= The Buried Moon =

English fairy tale

The Buried Moon or The Dead Moon is a fairy tale included by Joseph Jacobs in More English Fairy Tales. It has few variants, appearing more mythological than is common for fairy tales. It was collected by Marie Clothilde Balfour from the North Lincolnshire Carrs in the Ancholme Valley; its unusual characteristics made many people doubt its origins as a fairy tale. However, when Mrs. Balfour published her notes, they were generally found reliable. The story may evidence a form of moon worship. It is catalogued as ATU 1336.

==Synopsis==

Once upon a time, the Carland was filled with bogs. When the moon shone, it was as safe to walk in as by day, but when she did not, evil things, such as bogies, came out.

One day the moon, hearing of this, pulled on a black cloak over her yellow hair and went to see for herself. She fell into a pool, and a snag bound her there. She saw a man coming toward the pool and fought to be free until the hood fell off; the light helped the man make his way to safety and scared off the evil creatures. She struggled to follow until the hood fell back over her hair, and all the evil things came out of the darkness, trapping her under a big stone with a will-o'-the-wyke to sit on the cross-shaped snag and keep watch.

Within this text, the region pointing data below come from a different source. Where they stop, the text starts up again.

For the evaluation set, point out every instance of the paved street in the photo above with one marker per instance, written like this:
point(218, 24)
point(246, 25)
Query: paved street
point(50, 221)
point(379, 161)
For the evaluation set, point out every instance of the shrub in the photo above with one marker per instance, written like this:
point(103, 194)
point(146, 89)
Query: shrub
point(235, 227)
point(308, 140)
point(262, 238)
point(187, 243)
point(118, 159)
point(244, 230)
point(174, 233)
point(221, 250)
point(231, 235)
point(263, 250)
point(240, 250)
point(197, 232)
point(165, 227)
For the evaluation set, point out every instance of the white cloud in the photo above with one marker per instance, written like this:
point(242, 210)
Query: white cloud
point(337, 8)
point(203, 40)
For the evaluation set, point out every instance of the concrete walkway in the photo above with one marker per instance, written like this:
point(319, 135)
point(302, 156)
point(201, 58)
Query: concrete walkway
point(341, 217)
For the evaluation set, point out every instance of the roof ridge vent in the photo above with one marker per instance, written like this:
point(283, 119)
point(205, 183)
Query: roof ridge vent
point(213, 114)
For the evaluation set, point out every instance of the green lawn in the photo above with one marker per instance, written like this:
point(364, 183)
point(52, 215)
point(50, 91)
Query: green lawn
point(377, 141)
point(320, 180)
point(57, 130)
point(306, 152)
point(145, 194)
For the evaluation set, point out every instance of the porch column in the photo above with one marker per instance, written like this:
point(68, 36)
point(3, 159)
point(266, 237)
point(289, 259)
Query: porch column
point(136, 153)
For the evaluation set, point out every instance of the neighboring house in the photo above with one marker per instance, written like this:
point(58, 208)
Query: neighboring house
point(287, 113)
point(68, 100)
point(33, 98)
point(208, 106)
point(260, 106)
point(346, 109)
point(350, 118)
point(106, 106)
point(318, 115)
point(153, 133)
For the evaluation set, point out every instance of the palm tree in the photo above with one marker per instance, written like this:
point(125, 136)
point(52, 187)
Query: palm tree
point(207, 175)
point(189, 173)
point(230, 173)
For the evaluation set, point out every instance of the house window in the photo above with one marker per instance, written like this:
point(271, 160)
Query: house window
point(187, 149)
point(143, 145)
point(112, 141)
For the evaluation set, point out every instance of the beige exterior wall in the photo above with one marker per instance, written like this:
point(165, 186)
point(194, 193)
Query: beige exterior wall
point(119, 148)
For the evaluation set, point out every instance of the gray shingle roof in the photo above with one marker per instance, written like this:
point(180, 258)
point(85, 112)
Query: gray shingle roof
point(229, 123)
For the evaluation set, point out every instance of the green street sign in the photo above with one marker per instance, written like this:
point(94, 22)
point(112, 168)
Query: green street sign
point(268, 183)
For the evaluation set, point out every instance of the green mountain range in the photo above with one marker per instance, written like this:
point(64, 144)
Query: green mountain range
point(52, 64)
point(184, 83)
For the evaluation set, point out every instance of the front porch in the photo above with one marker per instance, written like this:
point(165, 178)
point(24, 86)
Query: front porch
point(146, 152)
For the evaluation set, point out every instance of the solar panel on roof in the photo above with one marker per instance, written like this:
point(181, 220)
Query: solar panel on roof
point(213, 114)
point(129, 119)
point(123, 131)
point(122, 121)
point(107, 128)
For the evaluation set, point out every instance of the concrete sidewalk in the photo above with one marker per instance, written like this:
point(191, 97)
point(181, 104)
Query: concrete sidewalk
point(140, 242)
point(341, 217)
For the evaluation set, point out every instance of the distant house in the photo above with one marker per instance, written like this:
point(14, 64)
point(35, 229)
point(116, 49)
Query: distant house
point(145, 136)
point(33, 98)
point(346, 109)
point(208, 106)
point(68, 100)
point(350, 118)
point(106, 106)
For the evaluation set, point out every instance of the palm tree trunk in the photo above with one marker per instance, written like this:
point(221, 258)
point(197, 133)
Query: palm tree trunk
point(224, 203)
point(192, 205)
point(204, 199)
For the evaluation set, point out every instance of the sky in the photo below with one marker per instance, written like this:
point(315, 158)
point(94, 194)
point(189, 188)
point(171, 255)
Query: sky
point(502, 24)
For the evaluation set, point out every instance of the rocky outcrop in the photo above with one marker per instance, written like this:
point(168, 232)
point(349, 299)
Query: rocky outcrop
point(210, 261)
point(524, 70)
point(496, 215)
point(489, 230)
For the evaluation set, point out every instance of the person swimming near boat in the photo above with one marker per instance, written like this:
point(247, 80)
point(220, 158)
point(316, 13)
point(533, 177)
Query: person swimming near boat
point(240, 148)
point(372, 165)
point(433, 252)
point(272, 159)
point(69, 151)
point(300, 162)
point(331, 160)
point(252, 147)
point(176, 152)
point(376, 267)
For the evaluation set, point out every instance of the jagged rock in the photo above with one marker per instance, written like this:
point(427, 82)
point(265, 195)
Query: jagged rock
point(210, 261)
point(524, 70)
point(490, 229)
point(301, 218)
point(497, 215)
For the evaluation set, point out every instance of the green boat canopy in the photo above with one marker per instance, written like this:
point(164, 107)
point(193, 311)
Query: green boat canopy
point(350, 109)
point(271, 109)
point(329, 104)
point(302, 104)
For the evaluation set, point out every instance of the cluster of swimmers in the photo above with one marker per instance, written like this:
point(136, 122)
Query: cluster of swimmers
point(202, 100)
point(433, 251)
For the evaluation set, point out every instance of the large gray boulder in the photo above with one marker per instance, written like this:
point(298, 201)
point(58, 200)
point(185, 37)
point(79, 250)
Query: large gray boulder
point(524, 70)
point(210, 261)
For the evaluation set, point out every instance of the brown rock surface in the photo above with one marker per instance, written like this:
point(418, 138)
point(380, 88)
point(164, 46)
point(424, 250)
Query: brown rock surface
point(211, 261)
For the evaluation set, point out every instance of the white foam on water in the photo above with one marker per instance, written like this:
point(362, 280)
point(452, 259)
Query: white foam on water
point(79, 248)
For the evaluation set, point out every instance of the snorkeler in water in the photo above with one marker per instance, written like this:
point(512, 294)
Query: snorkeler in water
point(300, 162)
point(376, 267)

The moon stopped rising, and the people have been wondering what had happened, until the man saved by the moon told what he had seen. A wise woman sent them into the bog until they found a coffin (the stone), a candle (the will-o'-the-wyke), and a cross (the snag); the moon would be nearby. They did as the wise woman said, and freed the moon. From this time on the moon has shone brighter over the boglands than anywhere else, and the evil things were chased from the Carland.

==Modern adaptions==

- Charles de Lint retold this as "The Moon Is Drowning While I Sleep".
- The webcomic No Rest for the Wicked uses several elements of the tale as initiating events of the story; the main character is an insomniac princess on a quest to find the missing moon.
- French power metal band Wildpath did a musical adaptation of the tale on their album Underneath. A music video for the song, Buried Moon, was released in 2012.